In the 1,020 patients in overall cohort, 646 underwent TAVI and 374 underwent surgery. In a multivariate analysis, the EFT demonstrated the strongest association with one-year mortality and contributed the greatest incremental value when added to a model containing the Society of Thoracic Surgeons Predicted Risk of Mortality (STS-PROM) and procedure type. Afilalo et al report: “Specifically, when the EFT was added, the C-statistic improved by 0.071.” Furthermore, they add, the EFT was found to be the best score to predict “therapeutic futility”—eight of 10 patients with scores of 5 of 5 experienced fatal or disabling outcomes. “Likewise, the majority of patients with a Rockwood Clinical Frailty Scale score of ≥7 of 9 experienced fatal or disabling outcomes; no other frailty scale or trait was consistently predictive of futility,” the authors observe.

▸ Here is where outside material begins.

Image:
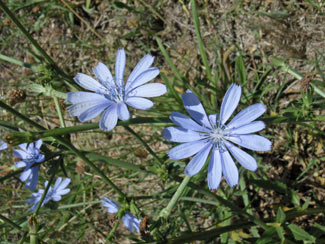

Afilalo et al state that the EFT scale has advantages “beyond its predictive valve”, saying that “it is quick to perform, it does not require specialised equipment and, importantly, its components have higher interobserver reliability and are actionable”. In detail, the score reviews patients’ ability to stand five times from a seated position without using arms, their cognition function, haemoglobin level, and serum albumin level.

Concluding their study, the authors acknowledge that the score is “not all encompassing” but say that “it is a well-rooted starting point to test for frailty” and “to identify patients in whom further geriatric assessment should be  considered” to confirm any conditions suggested by the scale (such as dementia). They add: “Frailty is a major risk factor for death and disability following TAVI and surgery. In particular, the EFT adds incremental predictive value to identify vulnerable older adults and is recommended for use in this setting.”